NusantaraInsight, Makassar — Satupena Sulsel kembali menggelar peluncuran Buku Proses Kreatif Penulis 2 di Kafe Baca, Jalan Adhyaksa Nomor 2 Makassar, Kamis (28/12/2023).
Buku yang dikumpulkan oleh Firdaus Muhammad dari goresan pena 25 penulis Sulawesi Selatan, kali menerbitkan kumpulan tulisan dari, Andi Makmur Makka, Andi Iqbal Burhanuddin, Anwar Arifin, Adi Suryadi Culla, Ahmad M. Sewang, Abdul Rasyid Idris, Abdul Rahman Hamid, Anil Hikmah, Armin Asmin Toputiri, Muhammad Anshar Akil, Anzar Abdullah, Agussalim, Badaruddin Amir, Fajrulrahman Jurdi, Firdaus Muhammad, Hasyim Aidid, Hadi Daeng Mapuna, Ilham Kadir, M. Khidry Alwi, M.Kubais M. Zeen, Muh. Quraish Mathar, M. Ghufran H. Kordi K, Mohammad Muttaqin Azikin, S. Sinansari Ecip, Syahril Rani, Thamzil Tahir.
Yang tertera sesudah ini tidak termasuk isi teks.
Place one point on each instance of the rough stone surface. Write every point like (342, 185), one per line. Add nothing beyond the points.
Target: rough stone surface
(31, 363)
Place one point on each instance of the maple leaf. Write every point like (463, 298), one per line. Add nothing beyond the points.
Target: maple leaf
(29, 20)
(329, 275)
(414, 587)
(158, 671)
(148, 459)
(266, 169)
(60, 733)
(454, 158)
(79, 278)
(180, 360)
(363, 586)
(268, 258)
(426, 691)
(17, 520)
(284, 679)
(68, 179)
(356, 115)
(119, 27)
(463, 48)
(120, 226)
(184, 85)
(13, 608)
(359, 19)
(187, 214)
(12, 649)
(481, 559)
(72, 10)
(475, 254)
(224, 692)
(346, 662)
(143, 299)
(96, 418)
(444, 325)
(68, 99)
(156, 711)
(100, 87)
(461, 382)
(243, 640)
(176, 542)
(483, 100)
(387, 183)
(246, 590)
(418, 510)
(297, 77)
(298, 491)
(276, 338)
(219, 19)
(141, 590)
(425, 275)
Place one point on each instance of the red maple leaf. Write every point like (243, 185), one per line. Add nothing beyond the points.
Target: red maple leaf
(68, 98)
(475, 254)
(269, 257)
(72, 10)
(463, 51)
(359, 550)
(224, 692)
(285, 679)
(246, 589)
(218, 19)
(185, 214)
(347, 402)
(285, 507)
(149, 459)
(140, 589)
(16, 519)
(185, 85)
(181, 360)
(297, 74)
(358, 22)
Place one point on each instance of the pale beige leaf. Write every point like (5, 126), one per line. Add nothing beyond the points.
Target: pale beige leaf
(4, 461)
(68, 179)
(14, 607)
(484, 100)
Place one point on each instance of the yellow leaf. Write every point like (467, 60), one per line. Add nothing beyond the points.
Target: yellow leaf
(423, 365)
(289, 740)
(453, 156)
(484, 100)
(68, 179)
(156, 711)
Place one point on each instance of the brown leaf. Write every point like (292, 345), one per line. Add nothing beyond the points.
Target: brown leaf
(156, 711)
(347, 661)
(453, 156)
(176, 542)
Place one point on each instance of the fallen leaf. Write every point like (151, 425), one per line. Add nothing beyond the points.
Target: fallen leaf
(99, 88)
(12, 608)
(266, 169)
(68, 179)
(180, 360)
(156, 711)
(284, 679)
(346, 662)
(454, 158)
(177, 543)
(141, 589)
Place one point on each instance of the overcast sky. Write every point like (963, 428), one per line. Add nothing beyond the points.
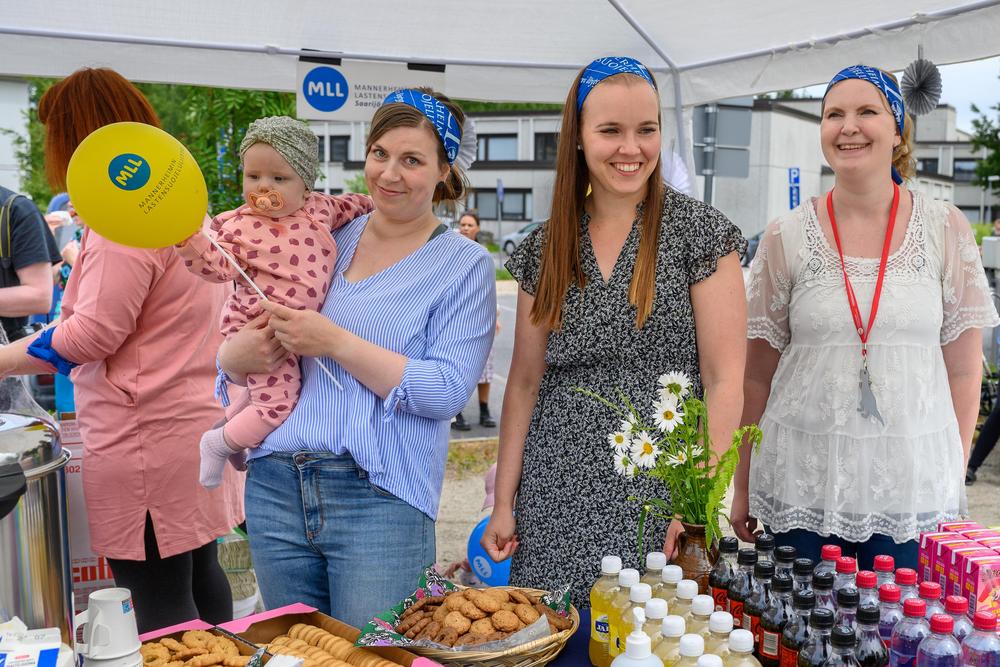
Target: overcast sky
(963, 84)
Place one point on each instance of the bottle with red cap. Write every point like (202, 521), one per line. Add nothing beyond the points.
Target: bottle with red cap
(828, 559)
(957, 607)
(884, 568)
(940, 648)
(908, 634)
(906, 579)
(982, 647)
(846, 569)
(890, 611)
(930, 593)
(867, 583)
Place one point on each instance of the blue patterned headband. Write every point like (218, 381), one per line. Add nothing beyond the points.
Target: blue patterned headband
(602, 68)
(886, 86)
(441, 118)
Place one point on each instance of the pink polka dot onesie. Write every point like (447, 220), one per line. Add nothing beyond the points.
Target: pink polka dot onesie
(291, 259)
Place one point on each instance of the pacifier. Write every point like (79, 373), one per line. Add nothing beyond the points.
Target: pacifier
(265, 202)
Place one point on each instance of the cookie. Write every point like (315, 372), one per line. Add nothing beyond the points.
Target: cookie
(505, 621)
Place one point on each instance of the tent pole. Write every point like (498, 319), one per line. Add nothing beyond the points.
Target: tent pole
(675, 73)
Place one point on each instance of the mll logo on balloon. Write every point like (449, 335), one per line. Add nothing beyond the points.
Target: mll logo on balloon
(325, 89)
(129, 171)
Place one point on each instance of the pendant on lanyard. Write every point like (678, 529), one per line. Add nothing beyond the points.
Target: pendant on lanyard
(867, 405)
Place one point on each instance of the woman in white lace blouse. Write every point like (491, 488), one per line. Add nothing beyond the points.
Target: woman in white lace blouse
(866, 438)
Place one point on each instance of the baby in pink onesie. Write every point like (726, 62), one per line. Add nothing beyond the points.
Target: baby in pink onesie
(281, 238)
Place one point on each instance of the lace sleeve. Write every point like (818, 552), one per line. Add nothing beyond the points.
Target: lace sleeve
(769, 289)
(965, 291)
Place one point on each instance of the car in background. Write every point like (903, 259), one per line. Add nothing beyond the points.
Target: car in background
(510, 241)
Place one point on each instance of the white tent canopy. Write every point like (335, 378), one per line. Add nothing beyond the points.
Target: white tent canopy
(515, 50)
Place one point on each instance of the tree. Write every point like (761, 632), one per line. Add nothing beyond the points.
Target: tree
(987, 135)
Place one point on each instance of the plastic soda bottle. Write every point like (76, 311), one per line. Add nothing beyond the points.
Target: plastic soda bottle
(720, 624)
(828, 556)
(722, 573)
(871, 650)
(638, 652)
(843, 642)
(908, 633)
(890, 611)
(655, 562)
(981, 648)
(669, 648)
(627, 578)
(601, 594)
(957, 607)
(741, 650)
(796, 631)
(940, 648)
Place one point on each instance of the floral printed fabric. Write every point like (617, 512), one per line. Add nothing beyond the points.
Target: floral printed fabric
(822, 466)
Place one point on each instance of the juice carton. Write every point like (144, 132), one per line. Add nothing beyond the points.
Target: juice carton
(957, 525)
(946, 559)
(959, 559)
(981, 584)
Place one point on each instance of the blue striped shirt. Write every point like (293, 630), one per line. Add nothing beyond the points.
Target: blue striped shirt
(437, 307)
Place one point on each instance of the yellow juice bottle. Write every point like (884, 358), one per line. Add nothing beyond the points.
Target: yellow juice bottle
(671, 631)
(627, 578)
(601, 595)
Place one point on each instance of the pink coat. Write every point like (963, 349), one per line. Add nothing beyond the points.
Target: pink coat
(145, 333)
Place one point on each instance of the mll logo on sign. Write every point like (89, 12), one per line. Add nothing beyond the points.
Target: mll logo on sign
(128, 171)
(325, 89)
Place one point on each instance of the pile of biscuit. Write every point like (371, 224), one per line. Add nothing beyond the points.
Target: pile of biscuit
(197, 648)
(319, 648)
(475, 616)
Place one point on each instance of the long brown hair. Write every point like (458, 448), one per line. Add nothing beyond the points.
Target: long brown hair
(81, 103)
(560, 264)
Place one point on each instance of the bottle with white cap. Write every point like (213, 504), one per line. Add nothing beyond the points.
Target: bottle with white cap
(720, 624)
(669, 648)
(692, 647)
(702, 607)
(741, 649)
(638, 652)
(627, 578)
(686, 590)
(638, 596)
(655, 562)
(671, 576)
(656, 611)
(601, 595)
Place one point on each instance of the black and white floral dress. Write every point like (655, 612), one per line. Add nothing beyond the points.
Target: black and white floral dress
(572, 508)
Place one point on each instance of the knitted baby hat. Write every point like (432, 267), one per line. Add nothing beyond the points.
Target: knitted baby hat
(293, 140)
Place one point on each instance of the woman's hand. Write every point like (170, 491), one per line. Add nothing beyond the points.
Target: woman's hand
(739, 517)
(253, 349)
(306, 333)
(499, 538)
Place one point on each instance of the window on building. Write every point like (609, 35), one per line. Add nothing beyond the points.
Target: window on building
(965, 170)
(928, 164)
(516, 204)
(496, 147)
(545, 146)
(339, 148)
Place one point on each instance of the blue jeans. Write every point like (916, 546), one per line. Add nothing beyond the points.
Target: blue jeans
(808, 544)
(322, 534)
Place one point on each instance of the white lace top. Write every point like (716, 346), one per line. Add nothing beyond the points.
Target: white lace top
(822, 466)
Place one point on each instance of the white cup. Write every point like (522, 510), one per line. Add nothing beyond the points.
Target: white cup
(109, 629)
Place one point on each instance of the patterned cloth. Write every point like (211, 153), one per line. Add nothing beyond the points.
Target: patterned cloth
(572, 508)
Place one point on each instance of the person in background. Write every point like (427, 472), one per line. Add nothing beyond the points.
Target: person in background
(864, 361)
(468, 226)
(139, 335)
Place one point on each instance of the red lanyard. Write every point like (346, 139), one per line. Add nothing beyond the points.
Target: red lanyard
(863, 333)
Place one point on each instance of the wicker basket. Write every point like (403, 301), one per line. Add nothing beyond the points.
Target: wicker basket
(533, 654)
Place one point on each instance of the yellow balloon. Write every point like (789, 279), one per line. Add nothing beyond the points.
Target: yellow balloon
(136, 185)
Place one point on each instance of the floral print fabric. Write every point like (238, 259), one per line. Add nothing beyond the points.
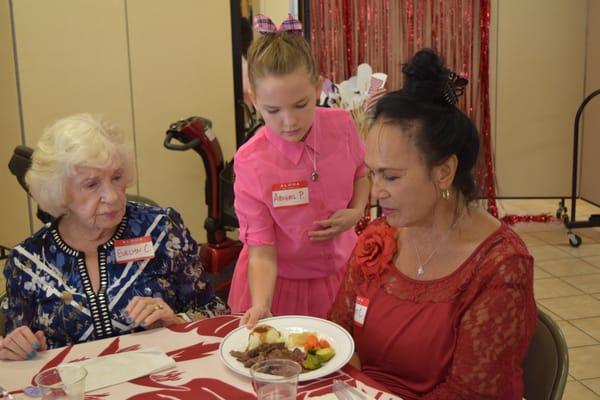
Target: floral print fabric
(48, 287)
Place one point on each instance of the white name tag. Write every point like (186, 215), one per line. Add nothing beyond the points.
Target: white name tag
(290, 194)
(360, 310)
(135, 249)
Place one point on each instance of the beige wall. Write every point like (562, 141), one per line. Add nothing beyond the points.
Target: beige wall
(180, 66)
(14, 212)
(590, 161)
(540, 75)
(147, 63)
(143, 64)
(277, 10)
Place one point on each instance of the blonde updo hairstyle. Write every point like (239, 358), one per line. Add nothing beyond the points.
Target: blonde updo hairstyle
(82, 140)
(278, 54)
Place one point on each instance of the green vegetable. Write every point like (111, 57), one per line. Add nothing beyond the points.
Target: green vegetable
(325, 355)
(311, 362)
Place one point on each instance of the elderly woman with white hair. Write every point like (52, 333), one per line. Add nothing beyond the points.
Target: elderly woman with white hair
(106, 266)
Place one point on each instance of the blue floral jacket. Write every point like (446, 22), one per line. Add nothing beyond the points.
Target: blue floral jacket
(48, 287)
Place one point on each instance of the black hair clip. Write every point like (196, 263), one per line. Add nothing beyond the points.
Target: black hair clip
(454, 88)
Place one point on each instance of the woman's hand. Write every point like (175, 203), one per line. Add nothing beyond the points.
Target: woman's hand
(253, 314)
(22, 344)
(151, 312)
(340, 221)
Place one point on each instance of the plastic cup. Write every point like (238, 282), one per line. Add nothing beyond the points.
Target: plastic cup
(275, 379)
(65, 382)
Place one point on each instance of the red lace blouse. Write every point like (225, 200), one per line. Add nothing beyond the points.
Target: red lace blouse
(463, 336)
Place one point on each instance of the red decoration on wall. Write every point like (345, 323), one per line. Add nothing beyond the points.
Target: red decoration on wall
(385, 34)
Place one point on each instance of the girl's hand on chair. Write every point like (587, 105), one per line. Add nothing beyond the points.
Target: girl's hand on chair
(340, 221)
(253, 315)
(22, 344)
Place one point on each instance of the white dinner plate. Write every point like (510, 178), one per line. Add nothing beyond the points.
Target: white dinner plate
(338, 338)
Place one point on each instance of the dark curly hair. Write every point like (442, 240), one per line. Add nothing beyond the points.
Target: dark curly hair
(426, 106)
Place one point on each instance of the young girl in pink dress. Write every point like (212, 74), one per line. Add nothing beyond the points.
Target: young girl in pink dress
(300, 185)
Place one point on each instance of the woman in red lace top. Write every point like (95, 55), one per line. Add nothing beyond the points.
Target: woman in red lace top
(438, 294)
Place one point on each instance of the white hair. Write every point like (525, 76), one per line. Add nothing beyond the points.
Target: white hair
(82, 140)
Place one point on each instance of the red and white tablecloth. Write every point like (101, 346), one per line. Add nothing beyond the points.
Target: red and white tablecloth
(199, 372)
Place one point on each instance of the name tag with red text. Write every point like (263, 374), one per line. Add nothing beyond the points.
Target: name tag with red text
(360, 310)
(290, 194)
(135, 249)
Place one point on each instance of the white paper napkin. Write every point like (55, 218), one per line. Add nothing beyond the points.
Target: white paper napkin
(122, 367)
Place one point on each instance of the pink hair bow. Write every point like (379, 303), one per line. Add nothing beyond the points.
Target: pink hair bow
(264, 25)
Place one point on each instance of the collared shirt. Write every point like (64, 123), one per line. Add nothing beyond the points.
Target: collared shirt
(267, 160)
(48, 287)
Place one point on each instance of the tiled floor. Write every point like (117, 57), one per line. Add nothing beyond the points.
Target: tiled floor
(567, 286)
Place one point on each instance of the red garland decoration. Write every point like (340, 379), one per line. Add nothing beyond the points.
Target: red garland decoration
(362, 36)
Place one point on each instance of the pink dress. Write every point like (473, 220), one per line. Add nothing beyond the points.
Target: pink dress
(462, 336)
(309, 273)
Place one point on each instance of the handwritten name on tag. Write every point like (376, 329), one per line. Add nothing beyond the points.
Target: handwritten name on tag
(290, 194)
(135, 249)
(360, 310)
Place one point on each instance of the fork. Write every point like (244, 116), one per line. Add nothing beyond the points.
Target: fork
(5, 394)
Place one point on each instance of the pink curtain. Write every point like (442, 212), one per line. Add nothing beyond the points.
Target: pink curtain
(386, 33)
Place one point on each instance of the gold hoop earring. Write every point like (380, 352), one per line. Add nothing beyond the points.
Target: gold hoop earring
(446, 194)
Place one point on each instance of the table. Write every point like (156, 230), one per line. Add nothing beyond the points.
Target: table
(199, 372)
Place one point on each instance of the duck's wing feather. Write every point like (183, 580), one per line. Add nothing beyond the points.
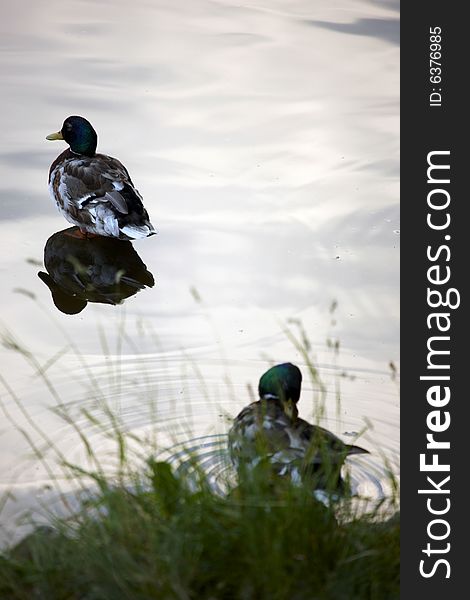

Koordinator Satupena Sulsel Rusdin Tompo dalam sambutannya di awal acara menyampaikan terima kasihnya kepada para penulis yang mengirimkan tulisannya.
Ia juga menyebutkan bahwa tak ada tulisan yang sia-sia jika dituliskan.
“Tidak ada tulisan yang berlalu begitu saja, pasti tulisan itu ada pembacanya,” ucapnya.
Ia juga mengucapkan terima kasih kepada editor buku Firdaus Muhammad yang telah mengurus keseluruhan buku hingga saat ini berada di sini untuk diluncurkan.
“Beliau ini paket lengkap,” tegas Rusdin Tompo.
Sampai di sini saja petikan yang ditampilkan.